You have no idea how much I have to refrain from writing ‘how is it [insert month here] already?’ at the start of every single one of these newsletters, but seriously - April?
This month is an incredibly busy one for publishers and I had a huge pile of April books to choose from for today’s newsletter. The following three novels were easily my favourites - and I hope you enjoy them as much as I did.
Three new novels to read in April
Trespasses by Louise Kennedy
Some books just take your breath away and this is one of them. Set in Belfast during the Troubles, Cushla is a Catholic 24-year-old primary school teacher who also picks up shifts at the pub her brother runs. It’s here she meets Michael. He’s a barrister, a Protestant, he’s twice her age - and he’s married. And yet there’s a gravitational pull between them they cannot resist.
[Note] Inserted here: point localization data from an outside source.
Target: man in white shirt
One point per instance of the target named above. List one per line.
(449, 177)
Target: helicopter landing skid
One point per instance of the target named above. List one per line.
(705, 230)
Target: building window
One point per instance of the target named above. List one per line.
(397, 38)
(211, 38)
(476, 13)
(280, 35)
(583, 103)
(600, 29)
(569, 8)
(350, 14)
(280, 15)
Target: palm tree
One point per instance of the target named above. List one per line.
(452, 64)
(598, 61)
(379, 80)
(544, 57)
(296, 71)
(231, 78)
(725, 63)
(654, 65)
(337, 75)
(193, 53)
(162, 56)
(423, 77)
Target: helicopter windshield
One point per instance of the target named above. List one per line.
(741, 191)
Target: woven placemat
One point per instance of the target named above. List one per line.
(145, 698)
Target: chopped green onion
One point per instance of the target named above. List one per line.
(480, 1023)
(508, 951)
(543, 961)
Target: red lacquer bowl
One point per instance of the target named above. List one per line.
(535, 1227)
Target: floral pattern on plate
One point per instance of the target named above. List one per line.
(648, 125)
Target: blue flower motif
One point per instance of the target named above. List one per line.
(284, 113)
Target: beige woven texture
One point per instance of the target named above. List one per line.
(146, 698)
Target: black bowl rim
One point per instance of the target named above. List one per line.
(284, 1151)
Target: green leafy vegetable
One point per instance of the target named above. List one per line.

Meanwhile, Cushla tries to care for her widowed mother who drowns her grief in alcohol, and help the boy in her class whose father has been caught up in violence. But, at its heart, Trespasses is a love story to end all love stories. Kennedy’s writing is practically perfect and the book is so visceral, and so affecting, that I’m still reeling from it. This novel deserves many, many awards.
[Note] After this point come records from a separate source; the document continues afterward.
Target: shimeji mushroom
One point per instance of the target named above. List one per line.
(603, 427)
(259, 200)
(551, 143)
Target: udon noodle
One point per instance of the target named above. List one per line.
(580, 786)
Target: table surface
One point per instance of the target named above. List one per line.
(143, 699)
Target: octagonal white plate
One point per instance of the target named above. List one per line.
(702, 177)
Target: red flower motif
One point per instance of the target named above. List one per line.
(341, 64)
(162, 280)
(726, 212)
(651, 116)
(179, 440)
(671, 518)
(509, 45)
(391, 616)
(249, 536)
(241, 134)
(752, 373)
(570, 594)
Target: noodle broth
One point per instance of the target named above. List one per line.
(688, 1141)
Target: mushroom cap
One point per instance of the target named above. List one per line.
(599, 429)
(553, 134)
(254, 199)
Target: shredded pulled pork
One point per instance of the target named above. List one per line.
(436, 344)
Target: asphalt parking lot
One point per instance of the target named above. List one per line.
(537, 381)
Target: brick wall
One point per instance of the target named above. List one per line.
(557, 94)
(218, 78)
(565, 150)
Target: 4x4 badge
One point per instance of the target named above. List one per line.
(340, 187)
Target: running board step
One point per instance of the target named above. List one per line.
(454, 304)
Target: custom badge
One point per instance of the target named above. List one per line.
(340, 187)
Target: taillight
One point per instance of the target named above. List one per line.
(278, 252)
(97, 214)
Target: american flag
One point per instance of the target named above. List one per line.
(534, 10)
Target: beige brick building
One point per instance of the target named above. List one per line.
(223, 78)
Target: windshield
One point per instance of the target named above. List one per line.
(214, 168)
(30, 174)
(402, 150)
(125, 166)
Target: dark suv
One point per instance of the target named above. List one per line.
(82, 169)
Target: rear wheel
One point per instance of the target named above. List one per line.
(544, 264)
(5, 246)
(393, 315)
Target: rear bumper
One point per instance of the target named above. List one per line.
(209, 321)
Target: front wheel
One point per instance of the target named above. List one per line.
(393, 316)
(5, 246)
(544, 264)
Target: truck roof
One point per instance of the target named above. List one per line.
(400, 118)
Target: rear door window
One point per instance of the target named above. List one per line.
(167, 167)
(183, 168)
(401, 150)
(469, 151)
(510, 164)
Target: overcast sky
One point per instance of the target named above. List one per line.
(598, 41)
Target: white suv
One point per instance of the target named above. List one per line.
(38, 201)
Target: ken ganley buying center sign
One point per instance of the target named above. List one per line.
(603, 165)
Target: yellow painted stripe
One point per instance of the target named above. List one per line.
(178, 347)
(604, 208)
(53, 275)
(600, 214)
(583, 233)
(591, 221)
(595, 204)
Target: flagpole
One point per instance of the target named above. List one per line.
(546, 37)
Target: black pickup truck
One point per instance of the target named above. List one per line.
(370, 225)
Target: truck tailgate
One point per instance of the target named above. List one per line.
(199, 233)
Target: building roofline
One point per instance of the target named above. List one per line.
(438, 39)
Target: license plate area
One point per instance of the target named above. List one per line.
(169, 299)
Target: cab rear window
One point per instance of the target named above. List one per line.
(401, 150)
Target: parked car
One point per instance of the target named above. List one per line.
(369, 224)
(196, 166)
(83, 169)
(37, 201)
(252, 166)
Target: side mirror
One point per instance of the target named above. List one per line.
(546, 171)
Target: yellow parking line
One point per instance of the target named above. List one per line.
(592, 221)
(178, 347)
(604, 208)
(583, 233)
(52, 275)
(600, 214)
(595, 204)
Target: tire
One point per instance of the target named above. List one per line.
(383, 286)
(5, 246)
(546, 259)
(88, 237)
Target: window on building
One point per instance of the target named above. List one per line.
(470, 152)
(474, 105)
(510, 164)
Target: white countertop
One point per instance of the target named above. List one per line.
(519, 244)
Read it if you like: books by Alice Munro, Anna Burns, or Edna O’Brien.
Lessons in Chemistry by Bonnie Garmus
In what is one of the most unique and fun books I’ve read in forever, Elizabeth Zott is an exceptionally clever chemist in a man’s world in the 1950s and 60s California. She also happens to be (god forbid) a single mother, and, after a series of unexpected events, becomes the unlikely star of a new cooking show. It’s through ‘Supper at Six’ she starts to change the lives of the housewives who watch it - but shaking up the status quo doesn’t come without its challenges.
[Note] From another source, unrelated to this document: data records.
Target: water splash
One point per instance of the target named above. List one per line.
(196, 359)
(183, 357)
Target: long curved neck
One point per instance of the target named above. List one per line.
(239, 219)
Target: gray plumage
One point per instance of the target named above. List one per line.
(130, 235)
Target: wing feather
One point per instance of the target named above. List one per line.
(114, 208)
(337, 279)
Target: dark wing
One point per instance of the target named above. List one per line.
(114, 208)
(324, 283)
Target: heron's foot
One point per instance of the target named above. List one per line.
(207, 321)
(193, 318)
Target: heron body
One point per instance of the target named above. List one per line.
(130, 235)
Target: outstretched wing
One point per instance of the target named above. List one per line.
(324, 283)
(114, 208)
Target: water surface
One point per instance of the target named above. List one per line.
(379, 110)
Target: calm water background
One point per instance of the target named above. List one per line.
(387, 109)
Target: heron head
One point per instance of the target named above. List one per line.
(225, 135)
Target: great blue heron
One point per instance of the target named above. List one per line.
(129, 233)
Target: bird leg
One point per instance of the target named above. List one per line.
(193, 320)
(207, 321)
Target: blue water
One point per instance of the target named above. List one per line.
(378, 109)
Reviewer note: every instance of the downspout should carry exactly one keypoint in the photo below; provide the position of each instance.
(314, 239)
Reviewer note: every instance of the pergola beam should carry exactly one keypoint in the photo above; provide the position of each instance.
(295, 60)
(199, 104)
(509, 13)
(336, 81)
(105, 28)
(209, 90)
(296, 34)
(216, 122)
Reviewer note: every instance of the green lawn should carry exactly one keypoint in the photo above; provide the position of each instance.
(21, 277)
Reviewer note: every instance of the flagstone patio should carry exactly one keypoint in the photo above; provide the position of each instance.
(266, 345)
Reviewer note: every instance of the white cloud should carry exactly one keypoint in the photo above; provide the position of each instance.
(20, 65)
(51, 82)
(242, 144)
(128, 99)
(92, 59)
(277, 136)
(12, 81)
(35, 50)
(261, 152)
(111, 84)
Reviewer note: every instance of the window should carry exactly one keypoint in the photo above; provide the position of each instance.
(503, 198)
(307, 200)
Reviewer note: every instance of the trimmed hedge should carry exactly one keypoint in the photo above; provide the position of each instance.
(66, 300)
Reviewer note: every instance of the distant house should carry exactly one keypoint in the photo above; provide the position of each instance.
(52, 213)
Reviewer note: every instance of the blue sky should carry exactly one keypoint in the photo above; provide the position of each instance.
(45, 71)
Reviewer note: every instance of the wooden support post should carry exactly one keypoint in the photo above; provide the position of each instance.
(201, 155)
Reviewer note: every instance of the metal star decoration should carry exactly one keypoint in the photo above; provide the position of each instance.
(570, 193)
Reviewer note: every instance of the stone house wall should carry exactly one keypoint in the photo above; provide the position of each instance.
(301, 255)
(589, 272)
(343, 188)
This book is so fizzy and funny that it’s as much of a treat as a glass of champagne, but that doesn’t mean it’s lacking in emotional depth, either. It’s also being adapted into an Apple TV+ drama starring Brie Larson, so if that doesn’t demonstrate how much it’s worth reading, I don’t know what will.
Read it if you like: Funny Girl by Nick Hornby or Where’d You Go Bernadette by Maria Semple.
Miss Aldridge Regrets by Louise Hare
The year is 1936 and Lena Aldrige is doing her usual singing shift in a sweaty and sticky Soho club when her boss and best friend’s husband takes a sip of a poisoned drink and chokes to death right in front of her. The next thing we know, Lena is running away on a cruise ship bound for New York.
Just as she thinks she’s escaped the chaos of the world behind, though, she realises it’s only just begun. On board, more people around her die in peculiar circumstances, while others go missing. Miss Aldridge Regrets is an evocative murder mystery which also artfully captures the way Lena walks a precarious tightrope as a light-skinned mixed-race woman passing in a very white environment. Taut and layered, this is an excellent read.
Read it if you like: books by Agatha Christie or Lucy Foley.
And finally…
Because it’s such a bumper month for publishing and I’ve only shared three recommendations, I also wanted to shout out a few more great books coming this month. They are: Memphis by Tara M. Stringfellow, Wet Paint by Chloë Ashby, A Tidy Ending by Joanna Cannon, Elizabeth Finch by Julian Barnes, One Day I Shall Astonish the World by Nina Stibbe, None of This is Serious by Catherine Prasifka, and Theatre of Marvels by Lianne Dillsworth. Happy reading!
Lessons in Chemistry sounds like a hoot, thanks for the recommendation. I love the UK cover, the US cover is boring compared to this one.
Just added all three of these to my TBR.